Ralph shook his head incredulously. And yet it was possible. The ring might be there, and it might prove of great value. In misfortunes, the mind grasps at the smallest alleviations, and Ralph consoled himself in his depression by picturing the finding of a splendid ruby worth say ten thousand pounds. No more artillery-work then—no more India.
Gigglesham boasts of several churches, and St Crispin's lies in a hollow by the river, close to the bridge. A low squat tower and plain ugly nave. But in its nook there—the dark river flowing by, the sail of a barge shewing now and then, the tall piles of deals in the timber-yard beyond, the castle-keep frowning from the heights, and the big water-mill with its weirs and rapids, the noise of which and of the great churning wheel sounded slumbrously all day long—allied with these things, the old church had something homely and pleasant about it, hardly to be replaced by the finest modern Gothic.

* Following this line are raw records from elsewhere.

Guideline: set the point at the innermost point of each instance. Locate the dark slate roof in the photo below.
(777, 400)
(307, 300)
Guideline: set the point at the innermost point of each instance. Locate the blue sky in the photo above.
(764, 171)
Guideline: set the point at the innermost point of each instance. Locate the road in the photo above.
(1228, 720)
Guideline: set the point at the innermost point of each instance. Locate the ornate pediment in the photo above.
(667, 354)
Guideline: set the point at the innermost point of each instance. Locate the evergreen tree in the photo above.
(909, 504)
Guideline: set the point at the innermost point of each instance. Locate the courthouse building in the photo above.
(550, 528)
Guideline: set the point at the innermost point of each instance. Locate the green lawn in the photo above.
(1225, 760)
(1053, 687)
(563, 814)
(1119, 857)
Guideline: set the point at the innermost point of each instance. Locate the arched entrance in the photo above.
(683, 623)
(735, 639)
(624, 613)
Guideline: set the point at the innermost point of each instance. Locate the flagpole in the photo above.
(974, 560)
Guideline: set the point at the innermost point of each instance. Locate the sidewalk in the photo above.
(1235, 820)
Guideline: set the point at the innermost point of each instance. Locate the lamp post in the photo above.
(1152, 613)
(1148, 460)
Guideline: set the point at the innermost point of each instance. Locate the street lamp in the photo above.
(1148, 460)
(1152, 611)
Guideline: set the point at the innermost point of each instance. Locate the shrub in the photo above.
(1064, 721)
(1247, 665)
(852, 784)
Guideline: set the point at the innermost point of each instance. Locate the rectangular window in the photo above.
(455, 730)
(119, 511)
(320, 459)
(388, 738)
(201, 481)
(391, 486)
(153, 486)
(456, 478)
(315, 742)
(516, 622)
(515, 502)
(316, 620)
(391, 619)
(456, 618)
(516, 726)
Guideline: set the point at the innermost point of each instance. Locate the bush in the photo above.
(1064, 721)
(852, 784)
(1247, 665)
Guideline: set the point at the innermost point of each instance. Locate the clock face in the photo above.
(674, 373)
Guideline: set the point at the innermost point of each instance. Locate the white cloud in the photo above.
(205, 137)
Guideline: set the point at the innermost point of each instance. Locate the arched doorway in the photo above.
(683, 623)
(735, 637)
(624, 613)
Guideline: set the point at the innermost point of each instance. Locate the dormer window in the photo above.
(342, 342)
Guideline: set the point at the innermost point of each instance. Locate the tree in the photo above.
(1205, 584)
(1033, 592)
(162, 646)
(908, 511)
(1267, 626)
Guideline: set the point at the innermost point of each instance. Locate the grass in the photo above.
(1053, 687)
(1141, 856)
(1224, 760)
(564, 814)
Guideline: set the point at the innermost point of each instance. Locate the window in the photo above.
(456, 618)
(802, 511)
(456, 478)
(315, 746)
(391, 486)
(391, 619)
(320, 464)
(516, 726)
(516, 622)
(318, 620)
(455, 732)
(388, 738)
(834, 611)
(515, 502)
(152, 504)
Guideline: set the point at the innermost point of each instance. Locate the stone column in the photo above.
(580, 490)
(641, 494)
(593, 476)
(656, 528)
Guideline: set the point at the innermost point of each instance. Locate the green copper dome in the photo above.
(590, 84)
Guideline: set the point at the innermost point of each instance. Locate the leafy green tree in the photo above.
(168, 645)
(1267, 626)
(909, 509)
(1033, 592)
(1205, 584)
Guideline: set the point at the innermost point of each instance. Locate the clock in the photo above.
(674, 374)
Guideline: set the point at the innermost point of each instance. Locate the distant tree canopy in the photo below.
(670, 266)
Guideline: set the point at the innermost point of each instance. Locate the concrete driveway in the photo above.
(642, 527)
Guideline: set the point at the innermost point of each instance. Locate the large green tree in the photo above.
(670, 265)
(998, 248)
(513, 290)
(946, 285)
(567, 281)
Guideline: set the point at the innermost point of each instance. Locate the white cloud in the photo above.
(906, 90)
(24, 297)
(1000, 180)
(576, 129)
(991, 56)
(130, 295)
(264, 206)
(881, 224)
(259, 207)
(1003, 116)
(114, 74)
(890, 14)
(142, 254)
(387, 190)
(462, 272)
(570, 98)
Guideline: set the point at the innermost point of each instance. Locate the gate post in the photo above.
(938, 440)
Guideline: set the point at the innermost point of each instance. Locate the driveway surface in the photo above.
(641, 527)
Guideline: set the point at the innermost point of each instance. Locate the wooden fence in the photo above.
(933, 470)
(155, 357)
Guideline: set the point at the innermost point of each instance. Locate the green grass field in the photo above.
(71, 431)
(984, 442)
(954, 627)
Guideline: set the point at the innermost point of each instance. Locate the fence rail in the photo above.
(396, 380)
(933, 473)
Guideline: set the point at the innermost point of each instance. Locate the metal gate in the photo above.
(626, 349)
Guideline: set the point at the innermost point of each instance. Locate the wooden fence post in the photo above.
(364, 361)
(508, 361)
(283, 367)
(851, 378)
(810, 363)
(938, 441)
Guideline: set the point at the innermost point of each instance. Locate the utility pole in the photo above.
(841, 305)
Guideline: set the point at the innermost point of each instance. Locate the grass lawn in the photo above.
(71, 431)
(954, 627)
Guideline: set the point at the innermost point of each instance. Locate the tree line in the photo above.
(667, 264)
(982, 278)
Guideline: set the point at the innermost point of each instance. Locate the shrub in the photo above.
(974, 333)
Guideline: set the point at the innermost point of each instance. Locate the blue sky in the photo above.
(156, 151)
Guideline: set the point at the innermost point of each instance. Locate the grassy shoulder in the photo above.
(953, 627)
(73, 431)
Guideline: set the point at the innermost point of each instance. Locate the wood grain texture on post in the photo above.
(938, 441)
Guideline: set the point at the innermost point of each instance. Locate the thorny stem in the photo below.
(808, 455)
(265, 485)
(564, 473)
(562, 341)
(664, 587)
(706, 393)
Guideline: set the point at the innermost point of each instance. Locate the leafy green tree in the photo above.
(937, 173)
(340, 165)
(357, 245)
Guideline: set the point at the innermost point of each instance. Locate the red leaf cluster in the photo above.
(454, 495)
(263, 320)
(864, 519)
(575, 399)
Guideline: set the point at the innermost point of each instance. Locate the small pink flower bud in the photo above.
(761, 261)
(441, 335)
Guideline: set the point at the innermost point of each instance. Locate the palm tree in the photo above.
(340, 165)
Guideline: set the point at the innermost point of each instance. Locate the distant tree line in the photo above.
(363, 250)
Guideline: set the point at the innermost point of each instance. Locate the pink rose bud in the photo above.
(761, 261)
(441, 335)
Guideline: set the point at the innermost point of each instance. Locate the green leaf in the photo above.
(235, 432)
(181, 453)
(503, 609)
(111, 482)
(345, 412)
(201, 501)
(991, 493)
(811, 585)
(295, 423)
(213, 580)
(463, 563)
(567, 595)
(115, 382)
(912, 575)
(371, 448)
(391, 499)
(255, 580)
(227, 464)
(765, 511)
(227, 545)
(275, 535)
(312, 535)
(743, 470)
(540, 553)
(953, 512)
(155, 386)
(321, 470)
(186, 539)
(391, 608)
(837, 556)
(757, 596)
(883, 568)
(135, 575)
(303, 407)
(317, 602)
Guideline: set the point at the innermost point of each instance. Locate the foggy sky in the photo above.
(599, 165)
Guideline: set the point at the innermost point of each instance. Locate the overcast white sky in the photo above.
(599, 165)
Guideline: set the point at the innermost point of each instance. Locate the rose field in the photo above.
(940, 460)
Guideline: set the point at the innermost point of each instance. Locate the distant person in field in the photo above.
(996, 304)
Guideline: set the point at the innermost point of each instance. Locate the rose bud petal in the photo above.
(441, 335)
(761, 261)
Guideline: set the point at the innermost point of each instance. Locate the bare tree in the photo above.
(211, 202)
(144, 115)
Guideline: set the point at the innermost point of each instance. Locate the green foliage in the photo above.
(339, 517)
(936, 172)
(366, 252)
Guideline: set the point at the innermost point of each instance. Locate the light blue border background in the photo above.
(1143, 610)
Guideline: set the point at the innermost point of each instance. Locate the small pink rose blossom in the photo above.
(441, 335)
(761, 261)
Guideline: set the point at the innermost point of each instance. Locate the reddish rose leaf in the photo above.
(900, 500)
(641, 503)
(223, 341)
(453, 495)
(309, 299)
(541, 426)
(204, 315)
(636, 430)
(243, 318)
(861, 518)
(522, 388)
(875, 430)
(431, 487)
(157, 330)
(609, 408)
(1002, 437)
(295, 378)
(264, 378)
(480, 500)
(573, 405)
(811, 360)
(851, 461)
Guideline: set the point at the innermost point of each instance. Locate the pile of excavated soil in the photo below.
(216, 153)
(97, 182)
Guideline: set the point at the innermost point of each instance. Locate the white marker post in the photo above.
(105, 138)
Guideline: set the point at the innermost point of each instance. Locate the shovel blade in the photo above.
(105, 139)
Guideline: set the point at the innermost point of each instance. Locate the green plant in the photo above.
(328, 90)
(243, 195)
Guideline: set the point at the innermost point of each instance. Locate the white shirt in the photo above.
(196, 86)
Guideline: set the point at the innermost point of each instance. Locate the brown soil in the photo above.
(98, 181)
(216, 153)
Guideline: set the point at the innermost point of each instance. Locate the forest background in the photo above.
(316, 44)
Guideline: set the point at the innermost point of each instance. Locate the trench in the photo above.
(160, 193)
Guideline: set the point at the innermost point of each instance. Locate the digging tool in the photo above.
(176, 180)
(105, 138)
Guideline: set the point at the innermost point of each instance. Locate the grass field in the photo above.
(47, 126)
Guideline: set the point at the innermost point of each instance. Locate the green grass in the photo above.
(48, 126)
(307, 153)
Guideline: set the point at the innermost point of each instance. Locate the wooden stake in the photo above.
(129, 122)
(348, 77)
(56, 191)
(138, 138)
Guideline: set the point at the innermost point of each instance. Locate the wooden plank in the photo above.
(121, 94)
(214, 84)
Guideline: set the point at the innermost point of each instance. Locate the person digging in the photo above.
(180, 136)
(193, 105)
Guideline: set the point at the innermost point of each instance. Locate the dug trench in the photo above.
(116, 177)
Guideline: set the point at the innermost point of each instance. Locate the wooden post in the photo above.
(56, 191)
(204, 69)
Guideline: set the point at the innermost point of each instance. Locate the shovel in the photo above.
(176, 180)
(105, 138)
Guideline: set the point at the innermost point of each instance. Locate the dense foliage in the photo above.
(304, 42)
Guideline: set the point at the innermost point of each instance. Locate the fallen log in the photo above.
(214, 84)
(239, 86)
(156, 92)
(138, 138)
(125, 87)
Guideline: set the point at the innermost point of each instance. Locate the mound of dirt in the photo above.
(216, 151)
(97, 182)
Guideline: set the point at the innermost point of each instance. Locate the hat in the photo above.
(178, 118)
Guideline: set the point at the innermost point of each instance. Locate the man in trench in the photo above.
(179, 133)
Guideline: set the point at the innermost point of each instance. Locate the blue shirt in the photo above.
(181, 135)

Workmen were swarming about it now. The roof was nearly off. There were great piles of sand and mortar in the graveyard. Mr Martin, the plumber and glazier, who took the most lively interest in the underground work, even to the neglect of more profitable business, was on the look-out for Lieutenant Grant, and greeted him cheerily.
'We've got 'em all laid out in the vestry, Cap'n Grant, all the whole family; and now the question is, what are you going to have done with them? Would you like 'em put in the vaults below, where they'll all be done up in lime and plaster? or would you like 'em moved somewhere else—more in the open air, like?'
'The least expensive way, I should say,' replied Ralph grimly. Somehow or other his appreciation of his ancestors was deadened by this last stroke of fate in cutting him adrift from his succession. 'But look here, Martin,' he went on, taking the plumber aside; 'there is one of the coffins, Major Hammond's, I should like to have opened. It can be done?'
'Easy enough, sir,' cried Martin, who, to say the truth, was delighted at the prospect of a little charnel-house work. 'He's a lead 'un, he is. I'll have the top off in no time.'
Ralph looked gravely down at the last remains of the Hammonds. The wife, if she had been a wife, on whom their inheritance hung, was not here; she had died in India. But there was the Major's coffin, the wood-work decayed, but the leaden envelope as sound as ever.
Martin was quickly at work with his tools. The cover was stripped off, and for a moment the Major's features were to be seen much as they had been in life; then all dissolved into dust.
There was no ruby ring—that must have been a fable; but there was something glittering among the remains, and on taking it out, it proved to be a plain gold hoop.
'Well, that's worth a pound, that is,' cried the practical Martin, carefully polishing up the treasure-trove. It had probably been hung round the neck of the departed—a tall bony man—for the ring was a small one, and there were traces of a black ribbon attached to it.